Presented by: Dr. Katie Stack Morgan, Jet Propulsion Laboratory


Since the Mars Science Laboratory Curiosity rover arrived in Gale crater in August 2012, the Curiosity team has addressed questions of early Mars habitability through the exploration of a diverse sequence of sedimentary rocks. For the past three years, Curiosity has been exploring its main exploration target—the lowermost strata of the 5 km-high mountain in the center of Gale crater, informally named Mount Sharp. During the trek upward through the basal units of Mount Sharp, Curiosity has observed the evolution of an ancient lake system, including evidence for cycles of wetting and drying, deposition by wind and rivers, and the pervasive interaction of water with sediments in the shallow subsurface.
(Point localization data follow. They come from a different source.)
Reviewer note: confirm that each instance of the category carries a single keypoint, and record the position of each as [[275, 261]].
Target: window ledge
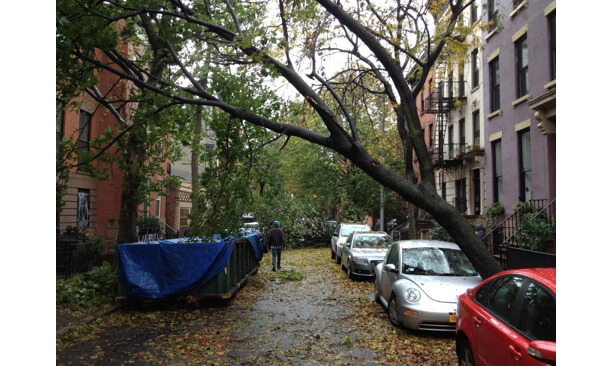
[[494, 114], [521, 100], [551, 84], [492, 33], [518, 9]]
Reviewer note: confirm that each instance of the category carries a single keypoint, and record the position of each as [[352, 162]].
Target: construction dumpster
[[193, 270]]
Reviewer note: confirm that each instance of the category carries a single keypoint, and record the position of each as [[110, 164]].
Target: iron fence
[[76, 256]]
This talk will review recent discoveries by the Curiosity rover and will show how the rover’s exploration continues to reveal the complex and long-lived depositional history of the Gale crater basin.


Katie Stack Morgan is a research scientist at the Jet Propulsion Laboratory, the Deputy Project Scientist of the upcoming Mars 2020 rover mission, and a participating scientist on the Mars Science Laboratory Curiosity rover mission. She graduated with a B.A. in geology and astronomy from Williams College in 2008 and earned her M.Sc. and Ph.D. in geology from Caltech in 2011 and 2015, respectively. For her work on the Curiosity rover, she was named to the 2013 Forbes’ list of 30 under 30 and has earned several NASA Group Achievement Awards. Katie’s research focuses on the Martian sedimentary rock record, using orbital and rover image data to understand the evolution of ancient surface processes on Mars.